The major sensed something in his inferiors attitude, but couldn’t exactly tell what it was. Anyways, he did’t like it.

  • So you have caught these criminals, finally!

  • Yes, sir. It was an easy catch.

  • So, so, but Number Two said that you lost a man.

  • Yes, sir. He was young and inexperienced and did not secure the rear properly, when we moved out. They caught him and took him away before we could return. May God have mercy with him.

  • May he, yes. Or maybe not. We will send you a replacement from the recruits’ academy. But this time take better care, alright!

  • Yes, sir. I apologize for the mess. It shall not happen again.

And they both knew exactly that it would happen again. For what was going on, every time there was an an operation, the rear would be secured by a freshman. It was his test in a way. And it was the most dangerous position to be in. And no veteran would take any of both, no chance and no rear. And here they came fresh from the academy, beaten, bruised, broken, unpaid – and then some got paid finally.
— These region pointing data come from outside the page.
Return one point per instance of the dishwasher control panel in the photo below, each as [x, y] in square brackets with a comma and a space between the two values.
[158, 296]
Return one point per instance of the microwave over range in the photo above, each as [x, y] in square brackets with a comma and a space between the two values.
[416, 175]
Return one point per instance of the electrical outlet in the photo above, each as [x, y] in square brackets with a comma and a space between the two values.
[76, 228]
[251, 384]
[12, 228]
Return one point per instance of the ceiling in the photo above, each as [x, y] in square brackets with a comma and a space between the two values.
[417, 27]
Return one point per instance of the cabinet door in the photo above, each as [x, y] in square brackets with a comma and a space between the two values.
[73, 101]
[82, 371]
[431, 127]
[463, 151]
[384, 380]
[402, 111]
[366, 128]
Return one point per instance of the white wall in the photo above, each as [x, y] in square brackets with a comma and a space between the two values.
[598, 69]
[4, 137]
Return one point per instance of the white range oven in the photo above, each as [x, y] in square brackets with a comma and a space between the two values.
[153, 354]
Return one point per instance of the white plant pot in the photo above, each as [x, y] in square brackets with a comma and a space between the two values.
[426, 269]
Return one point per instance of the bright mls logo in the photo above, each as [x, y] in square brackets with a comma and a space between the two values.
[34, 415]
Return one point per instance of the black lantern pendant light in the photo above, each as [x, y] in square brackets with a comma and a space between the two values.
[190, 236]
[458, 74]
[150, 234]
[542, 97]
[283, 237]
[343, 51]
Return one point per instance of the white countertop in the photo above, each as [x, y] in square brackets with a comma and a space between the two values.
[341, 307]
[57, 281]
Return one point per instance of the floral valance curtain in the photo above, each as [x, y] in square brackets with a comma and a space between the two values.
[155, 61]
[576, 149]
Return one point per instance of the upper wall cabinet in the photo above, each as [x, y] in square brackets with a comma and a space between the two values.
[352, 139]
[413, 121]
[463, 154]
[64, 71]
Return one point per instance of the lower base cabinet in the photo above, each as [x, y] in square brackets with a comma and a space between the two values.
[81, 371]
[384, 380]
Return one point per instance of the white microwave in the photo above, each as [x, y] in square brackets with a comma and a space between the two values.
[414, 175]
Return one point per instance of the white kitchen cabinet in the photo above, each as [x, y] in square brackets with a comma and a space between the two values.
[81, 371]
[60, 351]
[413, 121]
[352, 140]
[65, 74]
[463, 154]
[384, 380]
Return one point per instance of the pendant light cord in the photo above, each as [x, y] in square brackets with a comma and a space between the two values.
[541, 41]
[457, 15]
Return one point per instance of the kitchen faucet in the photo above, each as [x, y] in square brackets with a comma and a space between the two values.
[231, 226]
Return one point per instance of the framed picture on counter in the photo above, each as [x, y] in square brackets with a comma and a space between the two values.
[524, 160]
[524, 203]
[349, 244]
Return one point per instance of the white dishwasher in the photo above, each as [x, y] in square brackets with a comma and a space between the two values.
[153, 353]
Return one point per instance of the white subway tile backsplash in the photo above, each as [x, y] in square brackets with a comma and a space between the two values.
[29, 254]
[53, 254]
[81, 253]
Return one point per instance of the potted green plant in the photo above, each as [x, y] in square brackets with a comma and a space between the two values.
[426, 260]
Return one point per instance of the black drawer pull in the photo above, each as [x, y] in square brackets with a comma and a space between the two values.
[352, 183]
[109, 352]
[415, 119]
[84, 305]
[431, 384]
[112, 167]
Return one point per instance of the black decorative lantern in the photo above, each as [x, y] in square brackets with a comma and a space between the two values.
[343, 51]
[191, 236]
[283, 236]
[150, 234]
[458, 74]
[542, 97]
  • So, tell me, did you do what I ordered you?

  • Yes sir, we brought them to the safe house, and then we did what you told us, and our contact on the other side will take care that copies of the video will reach them.

  • Fine! Excellent. In two weeks you can take a holiday and go to your family. You are a fine soldier. Nowadays…everything is about money and greed, but you are still a man of value and honor. In the past, you would have had a great future, do you know that!?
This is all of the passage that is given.